Space limitation makes it impossible to show the in-order distribution for all five orders shown above; however, two other orders (these are Bacillales, 1118 entries and Bacteroidia, 695 entries) have eight and seven families each, so we studied the distribution of the families for them. Surprisingly, these two orders show opposite patterns in the behaviour. Bacillales order shows three apparent clusters: the first one is the most dense, are two others are less dense. So, the distribution of the families over the clusters is pretty close to a uniform one: the genders belonging to various families are distributed quite homogeneously over these three clusters. It means that no dependence between lower taxonomy and triplet composition of the genes for this order is observed.

The cluster comprising Chlamydiales order makes a clear and apparent group located separately from other considered bacteria orders, in elastic map (see Fig. 3(f) and 3). Such isolation of pathogenic bacteria makes a promising result concerning the reliable diagnostics, in future. On the contrary, the order Bacteroidia exhibits very good and clear speciality in the cluster composition. It comprises seven families and they are distributed over the elastic map separately. The genes of this order yield four clusters; however, the genes are separated, for each family.

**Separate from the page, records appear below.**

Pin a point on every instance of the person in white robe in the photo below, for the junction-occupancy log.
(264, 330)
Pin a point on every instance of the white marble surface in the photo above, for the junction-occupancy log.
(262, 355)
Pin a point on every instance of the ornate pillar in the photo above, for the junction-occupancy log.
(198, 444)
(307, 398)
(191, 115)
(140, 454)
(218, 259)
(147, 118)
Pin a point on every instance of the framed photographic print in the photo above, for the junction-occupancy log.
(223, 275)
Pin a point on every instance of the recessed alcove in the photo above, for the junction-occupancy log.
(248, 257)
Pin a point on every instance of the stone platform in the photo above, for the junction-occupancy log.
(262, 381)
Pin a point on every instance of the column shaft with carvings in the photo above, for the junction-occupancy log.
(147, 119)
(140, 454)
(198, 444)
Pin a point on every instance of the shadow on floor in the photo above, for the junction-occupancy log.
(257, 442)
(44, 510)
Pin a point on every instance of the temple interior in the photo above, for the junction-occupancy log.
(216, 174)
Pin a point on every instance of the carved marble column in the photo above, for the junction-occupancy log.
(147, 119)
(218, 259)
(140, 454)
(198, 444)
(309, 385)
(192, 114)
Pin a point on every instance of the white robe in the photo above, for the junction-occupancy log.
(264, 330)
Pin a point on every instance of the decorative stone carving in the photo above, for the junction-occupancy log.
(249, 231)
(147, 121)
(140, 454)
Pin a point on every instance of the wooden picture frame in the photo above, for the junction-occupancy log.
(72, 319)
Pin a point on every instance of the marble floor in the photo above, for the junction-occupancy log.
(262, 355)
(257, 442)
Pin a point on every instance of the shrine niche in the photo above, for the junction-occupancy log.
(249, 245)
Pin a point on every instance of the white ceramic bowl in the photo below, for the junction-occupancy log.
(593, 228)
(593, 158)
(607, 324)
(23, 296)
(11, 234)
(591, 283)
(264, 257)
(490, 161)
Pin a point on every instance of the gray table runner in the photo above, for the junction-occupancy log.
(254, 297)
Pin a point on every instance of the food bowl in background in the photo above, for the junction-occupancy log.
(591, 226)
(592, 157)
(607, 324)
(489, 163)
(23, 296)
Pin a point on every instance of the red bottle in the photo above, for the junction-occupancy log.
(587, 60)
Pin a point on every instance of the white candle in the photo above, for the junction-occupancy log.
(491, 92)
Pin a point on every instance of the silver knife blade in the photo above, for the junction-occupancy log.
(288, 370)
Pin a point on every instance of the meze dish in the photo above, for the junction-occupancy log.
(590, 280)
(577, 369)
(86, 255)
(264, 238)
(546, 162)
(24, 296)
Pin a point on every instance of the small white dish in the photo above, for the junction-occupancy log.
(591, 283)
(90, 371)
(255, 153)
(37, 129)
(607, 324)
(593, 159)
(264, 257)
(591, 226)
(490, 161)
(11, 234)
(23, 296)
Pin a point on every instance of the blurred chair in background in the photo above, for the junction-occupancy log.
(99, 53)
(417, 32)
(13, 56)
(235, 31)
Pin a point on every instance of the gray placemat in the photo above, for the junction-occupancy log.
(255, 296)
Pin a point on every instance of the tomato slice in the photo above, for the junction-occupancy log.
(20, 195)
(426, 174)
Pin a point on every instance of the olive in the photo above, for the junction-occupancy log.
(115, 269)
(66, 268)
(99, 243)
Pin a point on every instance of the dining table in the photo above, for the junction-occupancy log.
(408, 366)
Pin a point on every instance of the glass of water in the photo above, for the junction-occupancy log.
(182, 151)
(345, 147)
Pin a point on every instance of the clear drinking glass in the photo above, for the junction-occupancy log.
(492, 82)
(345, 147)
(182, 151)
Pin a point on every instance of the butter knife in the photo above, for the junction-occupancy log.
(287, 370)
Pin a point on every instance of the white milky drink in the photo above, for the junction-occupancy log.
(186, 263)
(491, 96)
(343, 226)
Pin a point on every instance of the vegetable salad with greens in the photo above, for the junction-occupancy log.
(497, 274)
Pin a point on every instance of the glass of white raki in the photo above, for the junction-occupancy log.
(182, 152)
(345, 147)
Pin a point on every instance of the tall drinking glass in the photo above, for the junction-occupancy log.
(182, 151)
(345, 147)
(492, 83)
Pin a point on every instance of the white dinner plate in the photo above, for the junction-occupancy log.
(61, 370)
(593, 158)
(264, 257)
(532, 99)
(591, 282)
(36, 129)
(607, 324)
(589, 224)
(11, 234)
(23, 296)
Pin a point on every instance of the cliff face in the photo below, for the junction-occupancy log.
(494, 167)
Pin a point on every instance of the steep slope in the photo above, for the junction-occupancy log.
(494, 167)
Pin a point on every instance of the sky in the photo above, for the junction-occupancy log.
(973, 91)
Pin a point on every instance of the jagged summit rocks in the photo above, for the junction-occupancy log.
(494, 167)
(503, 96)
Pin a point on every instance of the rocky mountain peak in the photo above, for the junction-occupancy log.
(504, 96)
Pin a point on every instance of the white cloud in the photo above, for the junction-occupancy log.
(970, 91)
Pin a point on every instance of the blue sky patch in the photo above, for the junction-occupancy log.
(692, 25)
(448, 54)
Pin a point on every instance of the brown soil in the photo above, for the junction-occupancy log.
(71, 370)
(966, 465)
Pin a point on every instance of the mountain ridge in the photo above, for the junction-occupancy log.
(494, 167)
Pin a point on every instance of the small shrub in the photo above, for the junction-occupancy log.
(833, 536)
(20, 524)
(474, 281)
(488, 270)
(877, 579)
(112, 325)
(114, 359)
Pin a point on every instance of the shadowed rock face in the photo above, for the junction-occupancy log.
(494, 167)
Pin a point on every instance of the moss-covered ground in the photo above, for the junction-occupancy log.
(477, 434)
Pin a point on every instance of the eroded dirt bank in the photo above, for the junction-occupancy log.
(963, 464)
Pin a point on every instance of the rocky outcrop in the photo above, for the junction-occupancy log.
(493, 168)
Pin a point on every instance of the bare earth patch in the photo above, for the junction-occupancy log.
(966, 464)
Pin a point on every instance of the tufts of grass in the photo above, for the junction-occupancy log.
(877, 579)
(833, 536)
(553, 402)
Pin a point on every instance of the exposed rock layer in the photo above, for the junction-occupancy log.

The ultimate goal is to identify and verify the early predictors of some neurological diseases, in particular the multiple sclerosis through the analysis of microbiota [11, 12, 15,16,17]. This ambitious goal requires an implementation of the tool for fast and efficient analysis of some genetic markers of the microbiota, and 16S RNA seems to be the best one here. A diagnostics of the mentioned diseases requires a study of a normal pattern of the gut microbiota occurrence; hence, we prove an efficiency in the microbial population investigation and a reference value, for further medically sounding studies. The method of clustering and/or classification could complement the currently practising techniques of for diagnostics and curation strategy implementation.

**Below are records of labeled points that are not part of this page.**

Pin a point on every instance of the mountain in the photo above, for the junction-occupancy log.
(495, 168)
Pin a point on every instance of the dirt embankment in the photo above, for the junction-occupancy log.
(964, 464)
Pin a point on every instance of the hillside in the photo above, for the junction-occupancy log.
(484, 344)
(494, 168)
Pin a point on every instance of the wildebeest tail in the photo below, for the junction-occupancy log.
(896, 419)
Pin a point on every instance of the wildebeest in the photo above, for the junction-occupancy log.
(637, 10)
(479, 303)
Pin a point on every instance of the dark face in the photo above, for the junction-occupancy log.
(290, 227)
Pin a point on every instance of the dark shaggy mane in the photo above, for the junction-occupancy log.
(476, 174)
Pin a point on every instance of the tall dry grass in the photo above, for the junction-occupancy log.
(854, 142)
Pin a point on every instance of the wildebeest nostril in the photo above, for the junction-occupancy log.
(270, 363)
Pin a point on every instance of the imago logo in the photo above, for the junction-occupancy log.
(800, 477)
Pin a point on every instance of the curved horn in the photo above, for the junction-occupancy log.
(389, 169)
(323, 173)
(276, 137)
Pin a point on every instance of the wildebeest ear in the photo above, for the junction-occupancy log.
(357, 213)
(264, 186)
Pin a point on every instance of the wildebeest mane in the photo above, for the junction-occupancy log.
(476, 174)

Here we present some preliminary results aimed to demonstrate the feasibility and efficiency of the diagnostics based on 16S RNA analysis of the microbiota of healthy and sick people. To implement such diagnostic tool, one should make sure that a genetic marker used to distinguish sick people from healthy ones really supports this distinguishability. The results provided here unambiguously prove the efficiency of such approach, in principle. Doubtlessly, our current results to not comprise a diagnostic tool; they just approve the feasibility of the tool if it is implemented.

4 Conclusion

Here we explored the interplay between triplet composition of 16S RNA bacterial genes of five orders and taxonomy of those bacteria. Some preliminary results are present aimed to approve the feasibility of triplet composition based clustering of 16S RNA bacterial genes to identify the distinguishability of various taxa in the 63-dimensional Euclidean space of triplets frequency. The results unambiguously show that various taxa differ in terms of the triplets frequency so that more detailed and exhaustive investigation of the interplay for sure makes sense and may bring a lot. Moreover, the interplay is scalable: a transition from higher taxon to lower ones reveals the new and more fine structuredness in the clustering.

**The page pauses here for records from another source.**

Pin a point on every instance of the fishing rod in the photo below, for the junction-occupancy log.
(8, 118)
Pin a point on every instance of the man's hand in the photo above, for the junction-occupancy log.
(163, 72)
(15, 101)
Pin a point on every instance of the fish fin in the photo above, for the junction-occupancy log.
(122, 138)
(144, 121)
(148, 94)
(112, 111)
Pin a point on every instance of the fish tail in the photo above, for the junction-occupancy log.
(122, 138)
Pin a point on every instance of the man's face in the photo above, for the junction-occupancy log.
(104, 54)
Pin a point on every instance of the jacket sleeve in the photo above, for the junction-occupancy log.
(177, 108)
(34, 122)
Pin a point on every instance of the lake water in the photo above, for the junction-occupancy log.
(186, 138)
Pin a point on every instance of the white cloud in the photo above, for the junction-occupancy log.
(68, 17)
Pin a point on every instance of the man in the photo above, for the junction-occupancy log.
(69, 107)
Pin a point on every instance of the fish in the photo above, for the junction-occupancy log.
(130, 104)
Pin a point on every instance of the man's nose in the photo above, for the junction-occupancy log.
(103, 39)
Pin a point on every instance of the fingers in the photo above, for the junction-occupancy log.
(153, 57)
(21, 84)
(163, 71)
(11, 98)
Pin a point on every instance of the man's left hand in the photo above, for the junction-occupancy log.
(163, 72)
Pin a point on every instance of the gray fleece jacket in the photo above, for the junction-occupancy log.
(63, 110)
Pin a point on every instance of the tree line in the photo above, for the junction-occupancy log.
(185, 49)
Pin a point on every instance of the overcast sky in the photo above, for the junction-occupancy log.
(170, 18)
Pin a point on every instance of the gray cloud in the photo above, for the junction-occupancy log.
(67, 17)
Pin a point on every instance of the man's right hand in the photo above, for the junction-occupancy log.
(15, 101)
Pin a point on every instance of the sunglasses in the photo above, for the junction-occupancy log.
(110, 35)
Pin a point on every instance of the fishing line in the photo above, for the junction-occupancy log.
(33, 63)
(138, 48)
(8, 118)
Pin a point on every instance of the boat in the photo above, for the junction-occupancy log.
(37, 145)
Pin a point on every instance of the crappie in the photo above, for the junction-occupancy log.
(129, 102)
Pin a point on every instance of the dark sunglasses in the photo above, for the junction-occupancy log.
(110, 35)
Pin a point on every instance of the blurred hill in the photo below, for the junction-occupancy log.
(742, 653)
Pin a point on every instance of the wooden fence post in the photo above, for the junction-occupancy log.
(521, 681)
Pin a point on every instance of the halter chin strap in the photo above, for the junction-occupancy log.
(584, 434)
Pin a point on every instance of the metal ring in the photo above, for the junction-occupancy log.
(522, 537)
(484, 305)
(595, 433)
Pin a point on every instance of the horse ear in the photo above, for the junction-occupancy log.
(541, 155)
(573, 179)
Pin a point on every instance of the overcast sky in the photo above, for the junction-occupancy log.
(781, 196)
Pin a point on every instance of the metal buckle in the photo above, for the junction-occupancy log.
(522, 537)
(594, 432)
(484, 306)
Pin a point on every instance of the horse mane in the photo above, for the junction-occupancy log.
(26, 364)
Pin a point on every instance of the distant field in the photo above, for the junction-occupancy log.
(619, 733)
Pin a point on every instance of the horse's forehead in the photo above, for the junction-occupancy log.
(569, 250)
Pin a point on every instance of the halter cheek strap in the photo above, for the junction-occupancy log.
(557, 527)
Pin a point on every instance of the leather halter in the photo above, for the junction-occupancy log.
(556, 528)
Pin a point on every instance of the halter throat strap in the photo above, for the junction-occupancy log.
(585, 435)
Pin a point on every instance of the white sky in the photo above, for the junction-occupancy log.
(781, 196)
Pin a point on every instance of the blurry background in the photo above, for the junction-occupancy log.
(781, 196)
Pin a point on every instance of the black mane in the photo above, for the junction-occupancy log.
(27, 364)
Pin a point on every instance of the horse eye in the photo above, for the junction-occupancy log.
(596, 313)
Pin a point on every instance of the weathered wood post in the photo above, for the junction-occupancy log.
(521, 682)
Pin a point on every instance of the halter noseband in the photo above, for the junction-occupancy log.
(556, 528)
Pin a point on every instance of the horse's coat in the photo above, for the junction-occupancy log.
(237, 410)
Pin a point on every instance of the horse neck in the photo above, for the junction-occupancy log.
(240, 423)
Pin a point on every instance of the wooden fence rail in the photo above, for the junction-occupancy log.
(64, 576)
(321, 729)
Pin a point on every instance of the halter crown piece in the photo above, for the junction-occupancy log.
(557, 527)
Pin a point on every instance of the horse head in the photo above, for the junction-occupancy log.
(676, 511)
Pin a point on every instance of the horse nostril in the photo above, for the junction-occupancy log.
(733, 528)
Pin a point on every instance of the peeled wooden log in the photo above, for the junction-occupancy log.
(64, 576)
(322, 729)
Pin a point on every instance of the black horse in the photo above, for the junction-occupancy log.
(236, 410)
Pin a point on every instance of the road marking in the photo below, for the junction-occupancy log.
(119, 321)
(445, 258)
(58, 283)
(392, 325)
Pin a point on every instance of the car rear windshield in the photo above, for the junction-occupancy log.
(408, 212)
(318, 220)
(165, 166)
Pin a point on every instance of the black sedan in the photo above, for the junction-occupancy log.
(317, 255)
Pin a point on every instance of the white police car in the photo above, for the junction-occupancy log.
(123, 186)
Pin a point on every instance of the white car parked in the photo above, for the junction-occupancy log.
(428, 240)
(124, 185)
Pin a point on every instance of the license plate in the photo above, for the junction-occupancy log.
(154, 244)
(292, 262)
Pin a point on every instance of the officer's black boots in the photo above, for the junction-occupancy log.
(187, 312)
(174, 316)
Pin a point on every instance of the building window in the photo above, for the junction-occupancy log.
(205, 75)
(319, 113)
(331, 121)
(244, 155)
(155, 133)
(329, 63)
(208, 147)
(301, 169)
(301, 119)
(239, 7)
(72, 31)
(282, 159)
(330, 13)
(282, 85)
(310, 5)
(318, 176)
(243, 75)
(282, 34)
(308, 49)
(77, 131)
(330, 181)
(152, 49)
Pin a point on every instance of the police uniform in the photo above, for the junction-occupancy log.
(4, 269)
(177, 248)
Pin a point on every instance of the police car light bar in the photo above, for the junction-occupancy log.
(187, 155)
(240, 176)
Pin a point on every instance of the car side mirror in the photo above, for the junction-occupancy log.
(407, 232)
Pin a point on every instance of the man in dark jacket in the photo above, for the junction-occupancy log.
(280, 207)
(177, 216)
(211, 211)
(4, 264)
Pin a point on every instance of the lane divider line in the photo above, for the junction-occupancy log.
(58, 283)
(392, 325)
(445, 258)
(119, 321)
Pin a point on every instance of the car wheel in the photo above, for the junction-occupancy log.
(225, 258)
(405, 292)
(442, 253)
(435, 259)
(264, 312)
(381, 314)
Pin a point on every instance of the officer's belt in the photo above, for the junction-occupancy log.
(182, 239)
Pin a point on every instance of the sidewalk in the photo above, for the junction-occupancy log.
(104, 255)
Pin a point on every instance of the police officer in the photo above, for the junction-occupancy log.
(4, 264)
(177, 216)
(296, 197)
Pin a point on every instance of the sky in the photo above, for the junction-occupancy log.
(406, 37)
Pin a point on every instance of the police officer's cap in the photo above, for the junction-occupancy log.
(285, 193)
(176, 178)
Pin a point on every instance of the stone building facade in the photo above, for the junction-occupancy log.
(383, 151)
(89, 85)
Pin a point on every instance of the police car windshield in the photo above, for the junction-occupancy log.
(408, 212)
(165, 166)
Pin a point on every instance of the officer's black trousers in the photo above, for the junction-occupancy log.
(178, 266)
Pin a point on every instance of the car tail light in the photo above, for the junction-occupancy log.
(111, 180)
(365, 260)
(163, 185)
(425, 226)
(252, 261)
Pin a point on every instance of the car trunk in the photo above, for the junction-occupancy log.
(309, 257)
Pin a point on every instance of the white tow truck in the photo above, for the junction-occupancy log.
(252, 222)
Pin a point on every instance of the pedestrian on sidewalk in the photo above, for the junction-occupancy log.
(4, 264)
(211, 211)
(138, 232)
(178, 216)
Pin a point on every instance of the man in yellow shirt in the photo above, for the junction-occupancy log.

The study of interplay between taxonomy and k-tipple composition of genes is of great interest and value itself. However, these studies may contribute a lot in various applied areas including e.g. medicine.

Thus, a design and implementation of a tool for early diagnostics such hard to detect diseases based on comparative analysis of formally identified structures in bacterial 16S RNA is feasible.